Altro giro, altra corsa. Anche il colosso svedese di arredamento ha provato più volte a sbarcare a Palermo per coprire tutto il potenziale bacino della Sicilia occidentale. Se a Catania Ikea è una realtà presente da anni, a Palermo il colosso si è accontentato solo di un corner online all'interno di un centro commerciale. Anche qui il nodo è stata la variante urbanistica. "Al posto di attrarre attività imprenditoriali che creano posti di lavoro, sembra che il sindaco di Palermo si diverta a rendere la città sempre più povera e con meno servizi e attrazioni», è la denuncia del gruppo consiliare del Movimento 5 Stelle. L'amore tra Ikea e Palermo però, potrebbe essere solo rimandato. Non a caso, il colosso svedese ha inserito la città di Palermo all'interno di uno spot realizzato per la ripartenza nella fase 2. L'idea c'è ma la burocrazia non aiuta.

Stadio Renzo Barbera

È la casa dei tifosi rosanero ma anche qui c'è un ostacolo.

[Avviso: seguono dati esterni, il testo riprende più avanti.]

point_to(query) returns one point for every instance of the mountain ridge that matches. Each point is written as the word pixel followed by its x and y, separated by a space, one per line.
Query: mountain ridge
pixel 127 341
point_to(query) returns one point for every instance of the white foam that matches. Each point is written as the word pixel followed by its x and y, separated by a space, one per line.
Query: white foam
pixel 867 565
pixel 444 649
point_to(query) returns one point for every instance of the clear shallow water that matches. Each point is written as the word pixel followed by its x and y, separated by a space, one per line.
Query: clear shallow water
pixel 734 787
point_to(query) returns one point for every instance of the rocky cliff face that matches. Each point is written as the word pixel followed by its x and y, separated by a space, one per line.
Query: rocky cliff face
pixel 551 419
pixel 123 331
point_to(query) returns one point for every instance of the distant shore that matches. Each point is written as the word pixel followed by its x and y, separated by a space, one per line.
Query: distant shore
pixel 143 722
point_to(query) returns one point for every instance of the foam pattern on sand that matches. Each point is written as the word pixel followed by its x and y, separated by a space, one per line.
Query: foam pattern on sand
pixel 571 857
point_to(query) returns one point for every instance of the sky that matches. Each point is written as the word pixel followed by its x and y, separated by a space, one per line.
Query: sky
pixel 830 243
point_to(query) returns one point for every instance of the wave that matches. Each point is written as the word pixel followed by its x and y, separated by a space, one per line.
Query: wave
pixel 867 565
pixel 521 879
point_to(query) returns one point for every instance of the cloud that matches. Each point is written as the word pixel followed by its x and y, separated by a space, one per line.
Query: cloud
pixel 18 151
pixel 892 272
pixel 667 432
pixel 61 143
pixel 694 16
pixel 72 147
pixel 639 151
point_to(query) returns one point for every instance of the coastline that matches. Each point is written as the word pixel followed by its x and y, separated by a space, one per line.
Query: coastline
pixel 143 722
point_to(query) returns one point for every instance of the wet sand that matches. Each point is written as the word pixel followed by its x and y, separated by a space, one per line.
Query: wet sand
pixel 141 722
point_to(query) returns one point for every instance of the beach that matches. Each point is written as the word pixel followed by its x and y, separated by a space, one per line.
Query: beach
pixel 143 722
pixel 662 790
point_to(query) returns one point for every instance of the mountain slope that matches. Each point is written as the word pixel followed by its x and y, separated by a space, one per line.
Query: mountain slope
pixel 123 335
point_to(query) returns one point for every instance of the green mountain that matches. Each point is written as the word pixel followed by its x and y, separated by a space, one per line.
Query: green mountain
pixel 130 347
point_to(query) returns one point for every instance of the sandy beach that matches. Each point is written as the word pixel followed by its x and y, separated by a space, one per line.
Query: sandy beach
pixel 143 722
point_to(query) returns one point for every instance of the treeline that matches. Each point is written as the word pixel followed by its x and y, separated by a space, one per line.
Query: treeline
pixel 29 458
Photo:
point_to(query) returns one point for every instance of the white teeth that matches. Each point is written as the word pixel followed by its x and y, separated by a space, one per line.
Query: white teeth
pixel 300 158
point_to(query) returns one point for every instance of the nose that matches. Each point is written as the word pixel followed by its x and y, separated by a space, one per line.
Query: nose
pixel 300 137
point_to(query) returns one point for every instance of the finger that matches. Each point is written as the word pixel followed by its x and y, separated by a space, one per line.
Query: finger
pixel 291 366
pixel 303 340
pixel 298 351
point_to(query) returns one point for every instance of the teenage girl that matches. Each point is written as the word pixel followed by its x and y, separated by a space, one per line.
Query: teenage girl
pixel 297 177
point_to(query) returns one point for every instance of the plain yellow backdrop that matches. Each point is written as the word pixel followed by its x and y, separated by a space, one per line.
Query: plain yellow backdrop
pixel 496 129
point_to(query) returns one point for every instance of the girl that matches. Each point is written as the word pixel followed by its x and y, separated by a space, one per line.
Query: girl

La nuova Società da tempo ha chiesto il diritto di superficie sull'area per 99 anni. Un diritto che tanti altri club hanno ottenuto in Italia ed è cruciale per lo sviluppo e l'ammodernamento degli stadi. Invece, l'ultima concessione è scaduta nel 2014 e da allora si è andati avanti di proroga in proroga. Adesso l'amministrazione comunale ha chiesto per la nuova stagione - e per quella appena conclusa - di riscuotere i canoni concessori. Una cifra che la vecchia società di Zamparini (quando il Palermo giocava in serie A e con un fatturato dieci volte maggiore rispetto a quello attuale) era di 341mila euro l'anno. Troppo, per una Società che ha appena vinto il campionato di serie D e si appresta a giocare in C. Un tira e molla che non è piaciuto al Club che da tempo chiede chiarimenti su quanto pagare. Un canone che in ogni caso, dovrebbe essere in proporzione al fatturato, ai costi di gestione della struttura di viale del Fante e in relazione al campionato in cui gioca la squadra. "L'Amministrazione ed il Consiglio comunale credo abbiano l'unico obiettivo di garantire l'utilizzo dello stadio nel modo più corretto, come parte del più ampio impegno per il calcio e lo sport d'eccellenza nella nostra città", sostiene Orlando. "Crediamo - dichiarano gli assessori al Bilancio, Roberto D'Agostino, e allo Sport, Paolo Petralia Camassa. - che sulla vicenda della concessione dello Stadio Barbera per la società rosanero, sia in corso la classica tempesta nel bicchiere d'acqua. Come è noto a tutti, lo stadio è stato affidato con un consenso unanime istituzionale e politico, alla fine della scorsa estate per permettere alla squadra di calcio l'iscrizione al campionato di serie D. Ciò è avvenuto nelle more della definizione della Convenzione, che dovrà essere votata dal Consiglio comunale e dovrà stabilire, fra le altre cose, anche i canoni concessori.

La concessione non potrà ovviamente non tenere conto del fatto che la società usufruisce dello stadio, ed allo stesso tempo ne cura la manutenzione e la sicurezza, già dal 2019". Intanto il Club si cautela e sonda il terreno per emigrare in altre città.